Background Rheumatoid arthritis (RA) is an inflammatory joint disorder, the progression of which leads to the destruction of cartilage and bone. Wnt signaling pathway act several important biological functions, such as cell differentiation, embryonic development, limb development and joint formation. Accumulated evidence has suggested that this signaling pathway plays a key role in the FLS activation, bone resorption and joint destruction in RA.
Objectives The purpose of this study was to investigate the activity of Wnt/β-catenin pathway in collagen-induced arthritis (CIA) in rats, and to research the therapeutic effect of resveratrol in this arthritis model.
Methods Thirty Wistar albino female rats were randomized to 3 groups (n=10 in each group): Group-I as the control group, Group-II as the arthritis (sham) group, and Group-III as the Resveratrol group. Arthritis was induced by intradermal injection of chicken type II collagen combined with incomplete Freund's adjuvant. One day after the onset of arthritis, resveratrol (20 mg/kg/day) was given via oral gavage, until they were killed on day 29. Animals were sacrificed at the 15th day after the onset of arthritis. The paws of the rats were obtained for further analysis. Perisynovial inflammation and cartilage-bone destruction were determined histopathologically in the paws. Tissue Wnt-5a, axin-2, DKK1, mitogen-activated protein kinase (MAPK), Src tyrosine kinase and signal transducer and activator of transcription-3 (STAT3) mRNA expressions were determined by real-time polymerase chain reaction (RT-PCR).
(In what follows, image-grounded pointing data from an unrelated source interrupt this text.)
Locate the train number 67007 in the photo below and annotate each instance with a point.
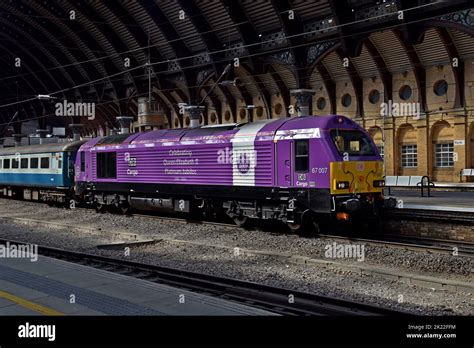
(322, 170)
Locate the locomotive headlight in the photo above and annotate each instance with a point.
(379, 183)
(341, 185)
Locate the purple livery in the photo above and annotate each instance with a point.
(282, 169)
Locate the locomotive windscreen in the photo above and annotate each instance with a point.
(353, 142)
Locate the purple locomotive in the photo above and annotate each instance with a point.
(312, 168)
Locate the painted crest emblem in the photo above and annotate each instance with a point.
(243, 163)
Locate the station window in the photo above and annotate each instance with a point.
(301, 155)
(83, 161)
(381, 150)
(44, 162)
(34, 163)
(106, 165)
(444, 155)
(409, 156)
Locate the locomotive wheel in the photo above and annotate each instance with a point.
(240, 220)
(100, 208)
(125, 209)
(293, 227)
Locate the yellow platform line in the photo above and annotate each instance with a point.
(28, 304)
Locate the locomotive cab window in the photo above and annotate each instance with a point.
(34, 163)
(353, 142)
(107, 165)
(301, 156)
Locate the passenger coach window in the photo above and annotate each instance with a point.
(106, 165)
(44, 162)
(301, 155)
(34, 163)
(83, 161)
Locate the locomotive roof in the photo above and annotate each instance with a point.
(42, 148)
(222, 132)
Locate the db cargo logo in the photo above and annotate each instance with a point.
(243, 163)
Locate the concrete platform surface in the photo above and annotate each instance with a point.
(55, 287)
(456, 201)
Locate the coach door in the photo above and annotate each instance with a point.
(284, 167)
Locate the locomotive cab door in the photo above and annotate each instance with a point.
(284, 163)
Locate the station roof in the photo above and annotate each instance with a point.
(97, 51)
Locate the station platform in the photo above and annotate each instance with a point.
(442, 199)
(55, 287)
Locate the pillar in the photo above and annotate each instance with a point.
(303, 100)
(125, 122)
(194, 112)
(18, 138)
(76, 131)
(390, 147)
(42, 134)
(461, 142)
(424, 147)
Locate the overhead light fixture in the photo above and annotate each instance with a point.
(45, 97)
(229, 82)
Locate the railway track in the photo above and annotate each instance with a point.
(429, 245)
(432, 245)
(277, 300)
(430, 215)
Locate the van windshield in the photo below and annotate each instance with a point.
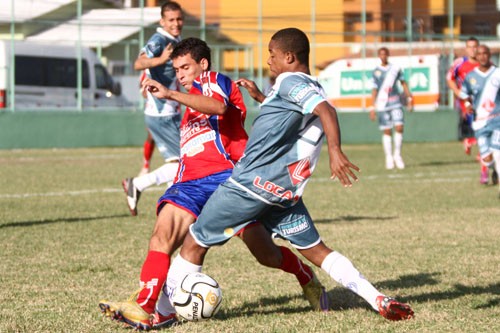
(49, 72)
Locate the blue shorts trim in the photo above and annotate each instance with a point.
(192, 195)
(166, 133)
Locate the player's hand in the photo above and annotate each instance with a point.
(409, 103)
(252, 89)
(342, 168)
(165, 55)
(156, 88)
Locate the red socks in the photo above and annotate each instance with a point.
(148, 150)
(292, 264)
(153, 276)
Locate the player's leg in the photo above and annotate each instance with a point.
(306, 239)
(398, 120)
(165, 132)
(267, 253)
(385, 125)
(169, 231)
(147, 152)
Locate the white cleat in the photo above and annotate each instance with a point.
(399, 162)
(389, 163)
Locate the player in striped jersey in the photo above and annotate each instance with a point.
(211, 142)
(481, 95)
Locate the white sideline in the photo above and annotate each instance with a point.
(407, 178)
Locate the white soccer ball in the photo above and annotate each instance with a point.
(197, 297)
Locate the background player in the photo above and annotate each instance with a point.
(282, 152)
(481, 94)
(210, 144)
(162, 116)
(386, 99)
(455, 78)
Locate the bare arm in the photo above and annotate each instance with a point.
(372, 107)
(409, 97)
(340, 166)
(199, 103)
(252, 89)
(453, 86)
(143, 62)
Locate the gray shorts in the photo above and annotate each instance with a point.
(389, 119)
(230, 209)
(166, 133)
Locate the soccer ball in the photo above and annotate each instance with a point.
(197, 297)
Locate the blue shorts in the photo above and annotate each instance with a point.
(390, 118)
(192, 195)
(166, 133)
(488, 137)
(231, 208)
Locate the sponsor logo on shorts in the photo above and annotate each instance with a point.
(274, 189)
(300, 91)
(295, 227)
(299, 171)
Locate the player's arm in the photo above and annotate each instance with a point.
(252, 89)
(340, 166)
(409, 97)
(143, 61)
(199, 103)
(371, 108)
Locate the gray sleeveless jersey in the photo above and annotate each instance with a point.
(285, 143)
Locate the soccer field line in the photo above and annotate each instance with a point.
(464, 175)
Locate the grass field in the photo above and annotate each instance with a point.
(428, 235)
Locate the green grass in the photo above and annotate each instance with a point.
(427, 235)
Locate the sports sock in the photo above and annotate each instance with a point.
(178, 270)
(387, 144)
(165, 173)
(292, 264)
(342, 270)
(398, 143)
(153, 275)
(148, 150)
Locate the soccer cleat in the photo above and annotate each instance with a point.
(399, 162)
(484, 176)
(467, 145)
(389, 163)
(128, 312)
(494, 177)
(391, 309)
(144, 171)
(161, 321)
(316, 294)
(133, 195)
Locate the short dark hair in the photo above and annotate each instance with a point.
(170, 6)
(472, 39)
(295, 41)
(197, 48)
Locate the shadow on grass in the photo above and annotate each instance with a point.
(59, 220)
(351, 218)
(343, 299)
(460, 290)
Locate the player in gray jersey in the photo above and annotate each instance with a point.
(481, 93)
(386, 98)
(268, 181)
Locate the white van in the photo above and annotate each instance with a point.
(46, 77)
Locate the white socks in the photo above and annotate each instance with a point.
(398, 142)
(341, 270)
(165, 173)
(178, 270)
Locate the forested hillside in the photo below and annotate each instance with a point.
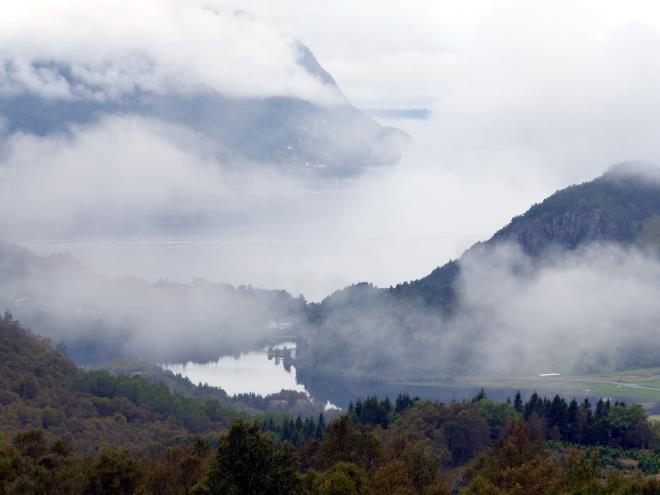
(41, 388)
(431, 326)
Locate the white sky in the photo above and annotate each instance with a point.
(528, 97)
Results Arthritis was clinically developed at 12 to 13 days after the injection of collagen (Fig. 1a). The 29th day scores were decreased in the paricalcitol and pyrvinium groups compared to the own 13th day score (p<0.05 for both), while it was increased in the sham group (p<0.05). Histopathological analysis demonstrated the extensive perisynovial inflammation and marked cartilage-bone destruction in sham group rats. Resveratrol treatment decreased the perisynovial inflammation and cartilage-bone destruction in the paws. Moreover, the tissue mRNA expressions of Wnt5a (11 folds), axin-2 (22 folds) and DKK1 (3 folds) were increased in the sham group compared to the control group (Fig. 1b-d). However, resveratrol treatment decreased their expressions.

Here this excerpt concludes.